En este rápido recorrido, se han quedado en el tintero alusiones a muchas piezas magníficas, a las que para hacerles justicia deberíamos dedicar un largo monográfico. En lugar de ello, preferimos dejar al lector que las descubra y conozca por sí mismo, recomendando una vez más de manera encarecida la visita a este centro, una visita que le resultará más que atractiva.
Notas:
[1] Si bien resulta muy llamativa por el material (realizado en un metal noble) y por la iconografía (un moderno barco de vapor), puede percibirse cierta continuación (en un nivel de lectura básico) con las tallas de marfil chinas que representaban barcos tradicionales (de las cuales puede verse un ejemplo en la sala previa).

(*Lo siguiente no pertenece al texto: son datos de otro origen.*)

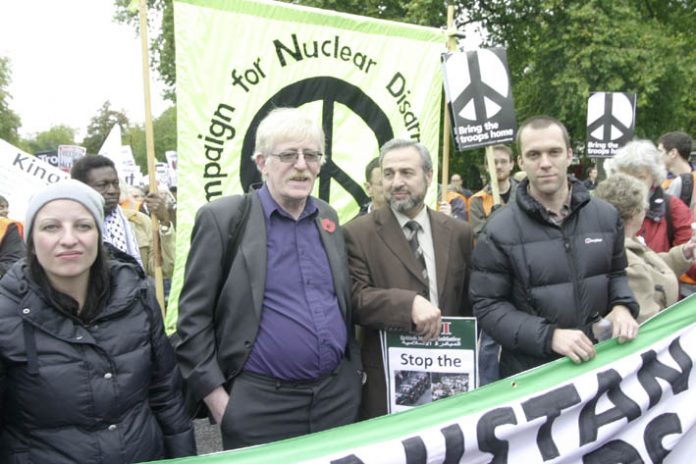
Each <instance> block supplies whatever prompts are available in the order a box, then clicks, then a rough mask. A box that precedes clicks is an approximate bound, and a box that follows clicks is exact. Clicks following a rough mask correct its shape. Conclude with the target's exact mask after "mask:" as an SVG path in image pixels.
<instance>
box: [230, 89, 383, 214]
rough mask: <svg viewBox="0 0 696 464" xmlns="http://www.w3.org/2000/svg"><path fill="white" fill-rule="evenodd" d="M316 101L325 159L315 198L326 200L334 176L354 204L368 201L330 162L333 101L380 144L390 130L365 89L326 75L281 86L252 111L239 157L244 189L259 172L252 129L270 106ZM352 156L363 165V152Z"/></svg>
mask: <svg viewBox="0 0 696 464" xmlns="http://www.w3.org/2000/svg"><path fill="white" fill-rule="evenodd" d="M316 101H321V102H322V128H323V129H324V135H325V138H326V148H325V155H324V156H325V157H326V162H325V163H324V165H323V166H322V167H321V172H320V174H319V198H321V199H322V200H324V201H327V202H328V201H330V199H331V179H334V180H335V181H336V182H338V184H339V185H340V186H341V187H343V188H344V189H345V190H346V191H347V192H348V193H349V194H350V195H351V196H352V197H353V198H354V199H355V201H356V202H357V204H358V205H362V204H364V203H365V202H367V201H368V196H367V194H366V193H365V191H364V190H363V188H362V187H361V186H360V184H359V183H357V182H356V181H355V180H353V179H352V178H351V177H350V176H349V175H348V174H347V173H346V172H345V171H343V169H341V167H340V166H339V165H338V164H337V163H336V162H335V161H334V159H335V158H336V156H335V155H337V154H335V153H333V148H332V140H333V132H334V125H333V120H334V117H333V116H334V105H335V104H336V103H340V104H343V105H344V106H346V107H347V108H348V109H350V110H351V111H352V112H353V113H354V114H355V115H357V116H358V117H360V118H361V119H362V120H363V121H364V122H365V124H366V125H367V127H369V128H370V129H371V130H372V132H373V133H374V135H375V138H376V139H377V143H378V146H380V147H381V146H382V145H384V144H385V143H386V142H387V141H389V140H391V139H392V138H393V137H394V132H393V130H392V127H391V124H390V123H389V119H388V118H387V115H386V114H385V113H384V111H383V110H382V109H381V108H380V107H379V105H377V104H376V103H375V102H374V100H372V99H371V98H370V97H369V96H368V95H367V94H366V93H365V92H363V91H362V90H361V89H360V88H358V87H357V86H355V85H352V84H349V83H348V82H345V81H343V80H340V79H337V78H335V77H327V76H323V77H312V78H309V79H304V80H301V81H298V82H295V83H293V84H291V85H289V86H287V87H285V88H283V89H281V90H280V91H278V92H277V93H276V94H275V95H273V96H272V97H271V98H270V99H269V100H268V101H267V102H266V103H265V104H264V105H263V106H261V108H260V109H259V110H258V111H257V112H256V115H255V116H254V118H253V119H252V121H251V123H250V124H249V127H248V129H247V132H246V134H245V136H244V143H243V145H242V156H241V157H240V163H241V164H240V171H239V172H240V177H241V179H240V180H241V183H242V187H243V189H244V191H245V192H246V191H248V190H249V187H250V186H251V185H252V184H254V183H257V182H260V181H261V175H260V173H259V172H258V170H257V169H256V165H255V164H254V163H253V161H252V160H251V155H252V154H253V151H254V143H255V138H256V129H257V128H258V126H259V123H260V122H261V120H262V119H263V118H264V117H266V115H267V114H268V113H269V112H270V111H271V110H272V109H273V108H278V107H289V106H291V107H300V106H302V105H304V104H306V103H311V102H316ZM343 155H345V154H342V156H341V159H351V158H353V156H351V155H348V156H343ZM355 159H356V161H358V162H360V163H364V164H367V163H366V161H365V157H364V154H363V153H360V154H355Z"/></svg>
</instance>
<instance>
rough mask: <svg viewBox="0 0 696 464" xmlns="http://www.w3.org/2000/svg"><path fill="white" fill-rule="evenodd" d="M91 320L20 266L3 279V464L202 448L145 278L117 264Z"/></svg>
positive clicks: (99, 461)
mask: <svg viewBox="0 0 696 464" xmlns="http://www.w3.org/2000/svg"><path fill="white" fill-rule="evenodd" d="M111 272H112V275H111V285H112V289H111V298H110V300H109V303H108V304H107V307H106V308H104V309H103V310H102V311H101V313H100V314H99V315H98V316H97V317H96V319H95V320H94V322H93V323H92V324H90V325H89V326H85V325H83V324H82V323H81V322H80V321H79V320H78V319H76V318H74V317H71V316H69V315H67V314H65V313H63V312H62V311H59V310H56V309H54V308H52V307H50V306H49V305H48V304H47V303H46V300H45V299H44V298H42V295H41V290H40V289H39V288H38V287H37V286H36V284H34V283H33V282H32V281H31V280H30V279H29V277H28V270H27V267H26V265H25V264H24V263H23V262H21V263H18V264H17V265H15V266H14V267H13V268H11V269H10V270H9V271H8V273H7V274H6V275H5V277H4V278H3V279H2V281H0V393H1V394H2V396H1V400H0V401H1V402H0V420H1V421H2V422H1V424H0V462H2V463H16V464H20V463H51V464H58V463H77V462H79V463H130V462H138V461H151V460H157V459H162V458H171V457H178V456H187V455H191V454H195V444H194V438H193V429H192V426H191V422H190V420H189V419H188V418H187V417H186V415H185V414H184V405H183V398H182V395H181V376H180V374H179V371H178V368H177V365H176V361H175V358H174V353H173V350H172V348H171V346H170V345H169V343H168V341H167V339H166V338H165V335H164V331H163V326H162V318H161V315H160V313H159V306H158V305H157V303H156V301H155V299H154V296H153V295H152V291H151V289H150V288H149V287H148V284H147V281H145V280H144V279H142V278H141V275H140V274H139V273H138V272H137V271H136V270H135V268H134V267H133V266H131V265H128V264H119V263H115V262H112V264H111Z"/></svg>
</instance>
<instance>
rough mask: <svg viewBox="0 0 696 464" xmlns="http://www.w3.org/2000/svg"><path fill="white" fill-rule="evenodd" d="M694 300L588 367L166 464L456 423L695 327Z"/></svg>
mask: <svg viewBox="0 0 696 464" xmlns="http://www.w3.org/2000/svg"><path fill="white" fill-rule="evenodd" d="M695 298H696V295H692V296H690V297H689V298H687V299H685V300H683V301H681V302H679V303H677V304H676V305H674V306H672V307H670V308H668V309H667V310H665V311H663V312H662V313H660V314H658V315H657V316H656V317H654V318H652V319H650V320H649V321H648V322H646V323H645V324H643V325H642V326H641V329H640V333H639V335H638V337H637V338H636V339H635V340H633V341H631V342H629V343H624V344H622V345H621V344H619V343H618V342H617V341H616V340H614V339H612V340H608V341H606V342H603V343H600V344H599V345H597V356H596V357H595V358H594V359H593V360H592V361H589V362H587V363H583V364H580V365H576V364H573V362H572V361H570V360H569V359H568V358H563V359H559V360H556V361H554V362H551V363H549V364H545V365H543V366H540V367H538V368H536V369H533V370H530V371H527V372H524V373H522V374H518V375H516V376H514V377H510V378H507V379H504V380H501V381H498V382H496V383H493V384H490V385H487V386H485V387H482V388H479V389H477V390H474V391H471V392H469V393H464V394H462V395H458V396H456V397H451V398H446V399H443V400H440V401H437V402H435V403H431V404H427V405H424V406H419V407H417V408H414V409H411V410H409V411H404V412H401V413H397V414H392V415H390V416H384V417H379V418H376V419H372V420H370V421H365V422H360V423H357V424H352V425H347V426H344V427H339V428H335V429H332V430H327V431H325V432H319V433H316V434H311V435H305V436H303V437H298V438H292V439H289V440H283V441H278V442H275V443H270V444H268V445H263V446H257V447H254V448H246V449H242V450H238V451H228V452H224V453H216V454H209V455H204V456H197V457H191V458H182V459H177V460H172V461H171V462H177V463H198V462H201V463H202V462H205V463H210V464H216V463H235V464H251V463H268V462H283V463H289V462H298V461H303V460H310V459H319V458H321V457H322V456H327V455H333V454H336V453H340V452H341V451H344V452H346V454H348V453H349V452H350V450H351V449H355V448H358V447H363V446H367V445H371V444H375V443H379V442H383V441H389V440H394V439H397V438H400V437H403V436H405V435H409V434H417V433H419V431H421V430H423V429H427V428H430V427H433V426H437V425H440V424H442V423H446V422H453V421H456V420H457V419H458V418H460V417H461V416H465V415H467V414H472V413H475V412H478V411H485V410H488V409H492V408H494V407H495V406H496V405H498V404H500V403H505V402H510V401H514V400H516V399H519V398H523V397H526V396H529V395H532V394H534V393H536V392H539V391H541V390H544V389H548V388H551V387H553V386H554V385H556V384H562V383H564V382H567V381H568V380H569V379H572V378H574V377H578V376H580V375H583V374H586V373H588V372H591V371H593V370H595V369H599V368H601V367H602V366H605V365H607V364H610V363H612V362H614V361H616V360H618V359H620V358H622V357H626V356H629V355H632V354H635V353H640V352H642V351H645V350H646V349H648V348H649V347H650V346H652V345H653V344H655V343H656V342H658V341H660V340H662V339H665V338H668V337H672V336H674V334H675V333H676V332H678V331H679V330H681V329H684V328H685V327H687V326H689V325H691V324H693V323H695V322H696V299H695Z"/></svg>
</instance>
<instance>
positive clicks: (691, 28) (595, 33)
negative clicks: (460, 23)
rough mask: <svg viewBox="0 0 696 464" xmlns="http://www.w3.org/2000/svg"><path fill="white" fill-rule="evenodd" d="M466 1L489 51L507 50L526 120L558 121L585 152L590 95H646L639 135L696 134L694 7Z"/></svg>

[2] Se conoce como pies de loto al resultado de la costumbre, en algunas regiones de China (y particularmente en Cantón, donde esta práctica tuvo especial arraigo) de vendar los pies de las mujeres de clase alta desde temprana edad, para impedir su correcto desarrollo y adaptarlos a un ideal de belleza según el cual los pies femeninos debían ser diminutos y con una forma ligeramente puntiaguda. Aunque se han conservado fotografías en las que es posible ver las horribles deformidades que esta práctica ocasionaba, el atractivo estético devenía de los zapatos que empleaban, que resultaban piezas de artesanía preciosas y delicadas. Más allá de esta tradición, puede desprenderse una actitud de dominación hacia la mujer, dado que el vendado no solo alteraba el crecimiento natural de los pies, sino que ocasionaba grandes dolores y dificultades en el movimiento, que sometían a la mujer, haciéndola dependiente de su marido.
[3] De algunos de estos hornos David Lacasta nos ha hablado aquí y aquí.